Heading into 2017, Newfield Exploration Co. is preparing to accelerate activity in the Anadarko Basin, going from drilling to hold by production (HBP) to full-field development, the operator told analysts during a conference call Wednesday to discuss 3Q2016 results.
The exploration and production (E&P) company, headquartered in The Woodlands, north of Houston, is plotting its course for next year after striking a deal in August to sell nonstrategic acreage in Texas to focus on developing Oklahoma’s reservoirs in the STACK (the Sooner Trend of the Anadarko Basin, mostly in Canadian and Kingfisher counties) and the SCOOP (the South Central Oklahoma Oil Province) (see Shale Daily, Aug. 3).
CEO Lee Boothby said the E&P has plenty of options to accelerate production growth or pull back should oil prices deteriorate.
“Even at today’s prices, we are seeing excellent returns in SCOOP and STACK and any uplift in oil prices from here simply brightens our view…We are working multiple scenarios today, scenarios that encompass lower-for-longer oil prices as well as more bullish cases that move oil prices to $50/bbl and higher…with prices strengthening from here we would expect to add significant drilling activity in the Anadarko Basin.”
Newfield expects 2016 capital expenditures to total $750 million, the upper end of its $700-750 million guidance, reflecting plans to add rigs to the Anadarko Basin later this year.
The August sale of its Eagle Ford Shale acreage and the other Texas assets provides a near-term cash infusion to accelerate SCOOP and STACK development depending on the price scenario, Boothby said.
Boothby said about 25 pilot wells from seven different operators are planned or running in the STACK. Newfield has or plans to have interest in close to half of these pilots, providing additional data for the operator to design its drilling and completion strategy.
“Spacing configurations today vary greatly with everything imaginable being tested. The good news is to date we have not seen any data that suggests any of the wells are being too tightly drilled,” Boothby said. “It is early, and we will need to capture 12-24 months of production data from these various pilots to make a more definitive final conclusion on optimized spacing.”
During the transition from pilots to multi-well pad development in the Anadarko, production results could be “lumpy” for a while as operators figure out how to deploy capital to go after the basin’s stacked targets, such as the Meramec formation.
“Do you decide you know the answer on how many layers there are and you drill all the wells right up front, or do you go through and attack a layer — for instance, attack the Meramec, fully develop that and then come back later for the Osage, Woodford” and the others? “We’re just going to have to work through what the optimal scenario there is,” he said.
Drilling more wells on a pad up front could mean “capital burn for the better part of a year, and we’d be telling you that if we followed that approach fully and completely, that production occurs sometime the year following.”

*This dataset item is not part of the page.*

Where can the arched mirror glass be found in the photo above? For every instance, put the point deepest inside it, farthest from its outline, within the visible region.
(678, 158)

Newfield has been moving toward larger completion designs in the Anadarko, with the E&P “seeing the same things in the SCOOP and STACK as in other active basins: bigger volumes and more proppant seems to be better when it comes to completions.” Newfield plans to use larger completions, with 2,100 pounds of sand/foot and 2,100 gallons of liquid/foot, on its upcoming Dorothy and Chlouber pilots, with production results expected early next year, he said.
Production for the quarter totaled 15.2 million boe, weighted 42% oil, 19% natural gas liquids and 39% natural gas. Domestic production totaled 14.3 million boe, with production from the Anadarko Basin averaging a record 93,400 boe/d.
Lease operating expenses totaled $60 million, down from $71 million in the year-ago quarter, while transportation and processing costs increased to $71 million from $52 million. General and administrative costs totaled $65 million, roughly flat from $66 million a year ago.
Newfield reported a net income for the third quarter of $48 million (24 cents/share), compared with a net loss of $1.23 billion (minus $7.52) in 3Q2015. Revenue totaled $392 million, compared with $377 million.